Location
- West Denton Way, West Denton Newcastle upon Tyne, Tyne and Wear, NE5 2SZ England, United Kingdom 54°59′39″N 1°41′55″W﻿ / ﻿54.99429°N 1.69872°W

Information
- Type: Studio school
- Established: September 2014
- Department for Education URN: 140965 Tables
- Ofsted: Reports
- Principal: Julie Roberts
- Age: 11 to 19 (Sixth form)
- Website: www.studiowestnewcastle.com

= Studio West (school) =

Studio school in Newcastle upon Tyne, England

Studio West, opened in September 2014, is a studio school situated in Newcastle upon Tyne in Tyne and Wear, England.

Studio West opened on the old All Saints College site in West Denton. Along with Kenton School, it is part of the Northern Leaders Trust. All Saints College opened in September 2002, and formed All Saints Church of England College Trust in 2010. It closed in the summer of 2014, just 12 years after opening. West Denton High School was originally based on the site.

== History ==
All Saints College was an 11 to 18 Church of England faith school with foundation status in West Denton, Newcastle upon Tyne, England. It was established in 2002 as a Fresh Start school, replacing West Denton High School and Firfield Community School, with it being located on the site of the former, and two middle schools. It was jointly founded and administered by the Diocese of Newcastle, Newcastle City Council and Newcastle University. In 2006 it became a specialist school in Business and Enterprise and in 2010 it became a trust school, forming the All Saints Church of England College Trust in May 2010. After a negative Ofsted inspection in 2014, Newcastle City Council closed the school and allowed the neighbouring Kenton School to establish a new studio school on its site. The new Studio West opened in September 2014.

== Principals ==
Julie Roberts is the Principal of Studio West.

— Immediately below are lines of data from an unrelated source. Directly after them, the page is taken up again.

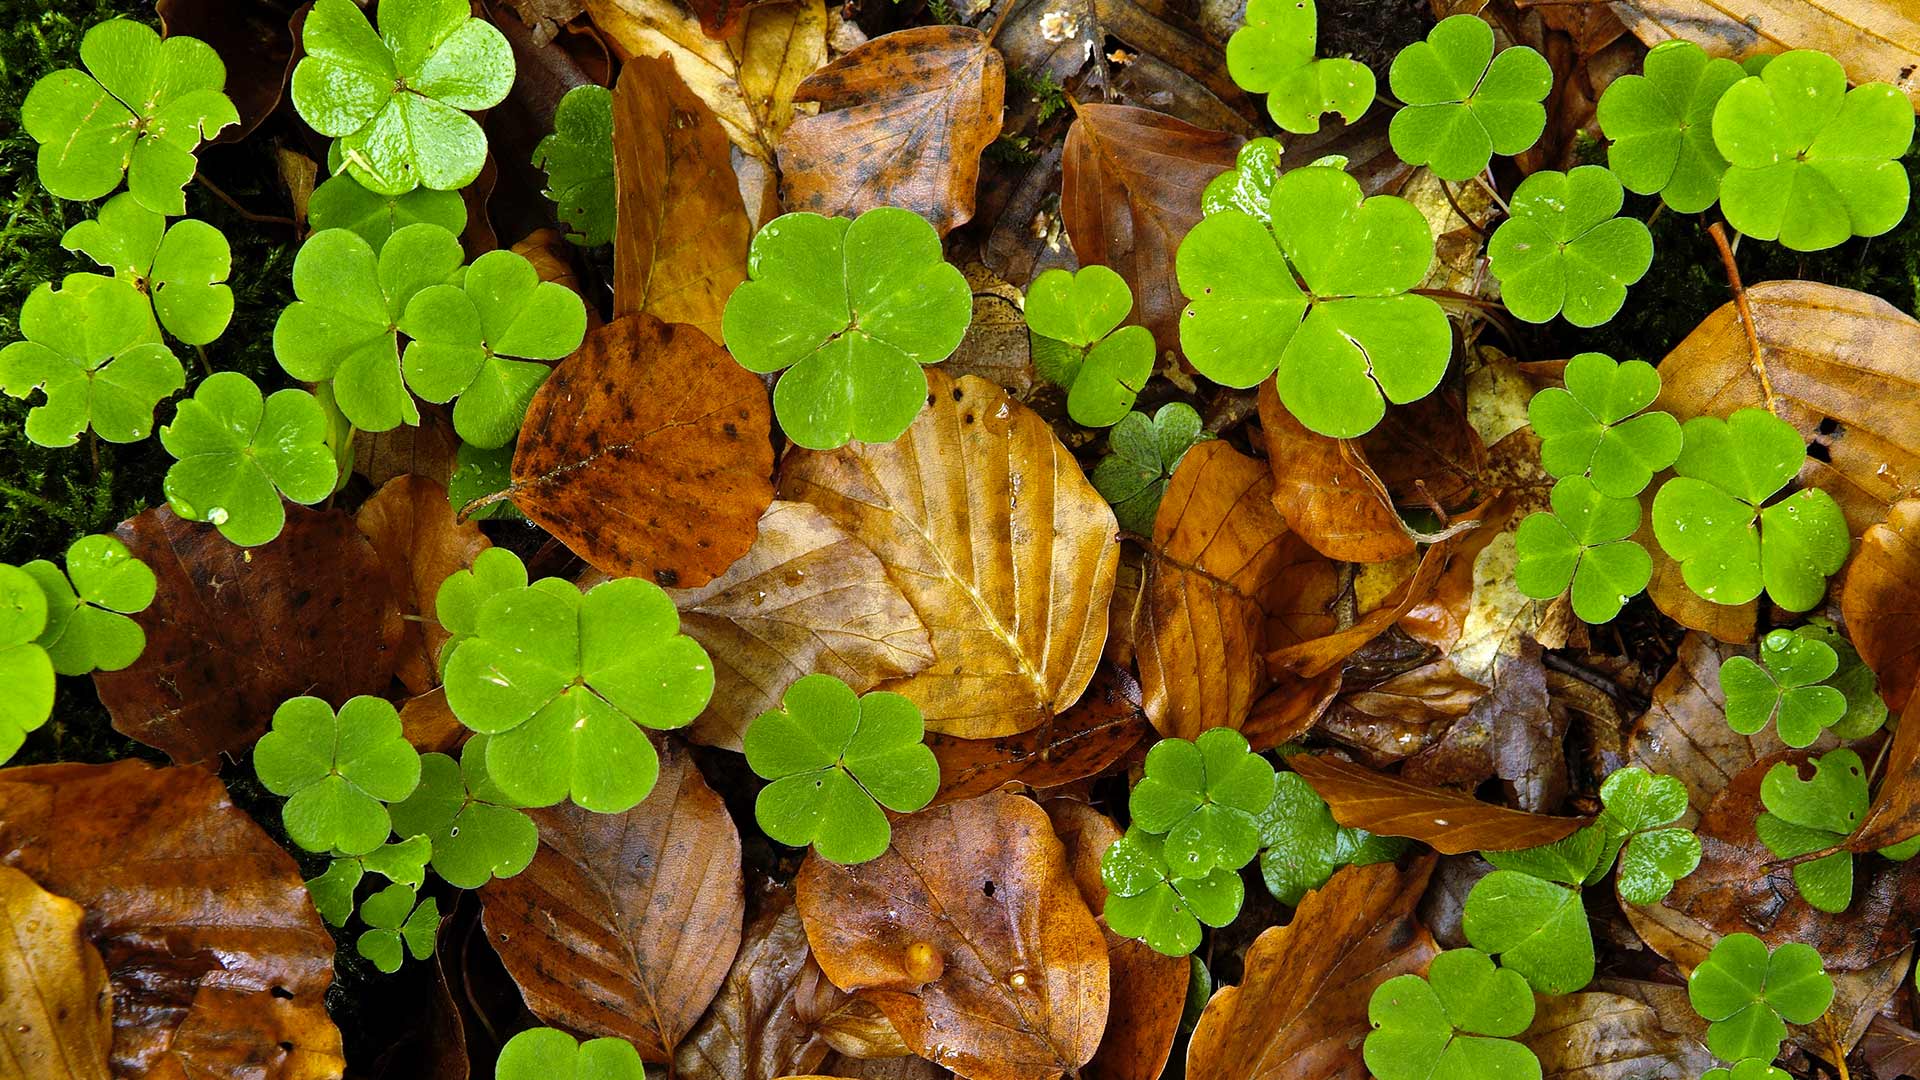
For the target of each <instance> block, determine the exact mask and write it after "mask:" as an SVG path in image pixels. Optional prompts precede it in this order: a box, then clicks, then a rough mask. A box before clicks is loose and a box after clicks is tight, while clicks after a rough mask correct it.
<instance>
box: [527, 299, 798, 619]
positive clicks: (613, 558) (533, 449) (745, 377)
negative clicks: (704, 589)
mask: <svg viewBox="0 0 1920 1080" xmlns="http://www.w3.org/2000/svg"><path fill="white" fill-rule="evenodd" d="M772 471H774V444H772V409H770V405H768V398H766V384H764V382H760V380H758V379H756V377H755V375H753V373H751V371H747V369H745V367H741V365H737V363H733V357H730V356H728V354H726V350H722V348H720V346H718V344H714V342H712V340H710V338H707V336H705V334H699V332H691V327H676V325H668V323H660V321H659V319H655V317H653V315H626V317H622V319H614V321H612V323H607V325H605V327H599V329H595V331H593V332H591V334H588V340H586V344H582V346H580V350H578V352H576V354H574V356H570V357H566V359H564V361H561V365H559V367H555V369H553V377H551V379H547V380H545V382H543V384H541V386H540V392H538V394H534V402H532V405H528V409H526V427H522V429H520V446H518V450H516V452H515V455H513V486H511V488H507V494H509V496H511V498H513V502H515V505H518V507H520V509H524V511H526V515H528V517H532V519H534V521H536V523H540V525H541V527H543V528H545V530H547V532H551V534H553V536H557V538H559V540H561V542H563V544H566V546H568V548H572V552H574V553H576V555H580V557H582V559H586V561H588V563H591V565H593V567H597V569H601V571H605V573H609V575H614V577H643V578H647V580H653V582H657V584H662V586H682V588H693V586H701V584H707V582H708V580H712V578H714V577H718V575H720V573H722V571H726V569H728V567H730V565H733V559H737V557H741V555H745V553H747V548H749V546H751V544H753V534H755V525H756V523H758V521H760V513H764V511H766V505H768V503H770V502H772V500H774V484H772V480H770V475H772Z"/></svg>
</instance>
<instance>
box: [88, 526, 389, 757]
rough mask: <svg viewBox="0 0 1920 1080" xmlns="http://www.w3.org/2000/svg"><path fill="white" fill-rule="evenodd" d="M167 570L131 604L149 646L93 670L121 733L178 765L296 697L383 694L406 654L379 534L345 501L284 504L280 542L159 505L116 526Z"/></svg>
mask: <svg viewBox="0 0 1920 1080" xmlns="http://www.w3.org/2000/svg"><path fill="white" fill-rule="evenodd" d="M113 534H115V536H119V540H121V542H123V544H127V550H129V552H132V555H134V557H138V559H142V561H144V563H146V565H150V567H154V575H156V577H157V578H159V592H157V594H156V598H154V603H152V605H150V607H148V609H146V611H142V613H138V615H134V617H132V621H134V623H138V625H140V628H142V630H146V651H142V653H140V659H138V661H134V663H132V665H131V667H127V669H123V671H100V673H94V686H96V688H98V690H100V703H102V705H106V707H108V711H109V713H111V715H113V728H115V730H119V732H121V734H125V736H129V738H134V740H140V742H144V744H148V746H156V748H159V749H163V751H167V755H169V757H173V759H175V761H179V763H182V765H192V763H200V761H211V759H213V757H217V755H219V753H240V751H244V749H248V748H250V746H253V740H257V738H259V736H261V734H263V732H265V730H267V719H269V717H273V711H275V709H276V707H278V705H280V701H286V700H288V698H298V696H301V694H311V696H315V698H324V700H326V701H330V703H332V705H336V707H338V705H342V703H344V701H346V700H348V698H353V696H357V694H382V692H386V688H388V684H390V680H392V678H394V667H396V663H397V661H399V642H401V632H403V628H405V621H403V619H401V607H399V600H397V598H396V596H394V586H392V580H390V578H388V571H386V567H384V565H380V555H378V553H374V550H372V544H369V542H367V538H365V536H361V532H359V528H355V527H353V519H351V517H348V515H346V513H342V511H338V509H305V507H298V505H290V507H286V528H282V530H280V536H278V538H275V540H273V542H271V544H263V546H259V548H236V546H232V544H228V542H227V538H223V536H221V534H219V532H217V530H215V528H213V527H211V525H200V523H192V521H180V519H179V517H175V515H173V511H171V509H167V507H163V505H161V507H154V509H150V511H146V513H142V515H140V517H134V519H131V521H123V523H121V527H119V528H117V530H115V532H113Z"/></svg>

All Saints College had 5 principals in its 12 years:
- James Colquhoun (2002–03)
- Russ Wallace (Acting) (2004)
- David Scott (2004-2009)
- Lesley Craig (2009-2013)
- Sue Huntley (Acting) (2014)

==Ofsted judgements==

As of 2024, the school has received two Ofsted judgements one in 2017, where it was rated requires improvement and another where it was rated Good.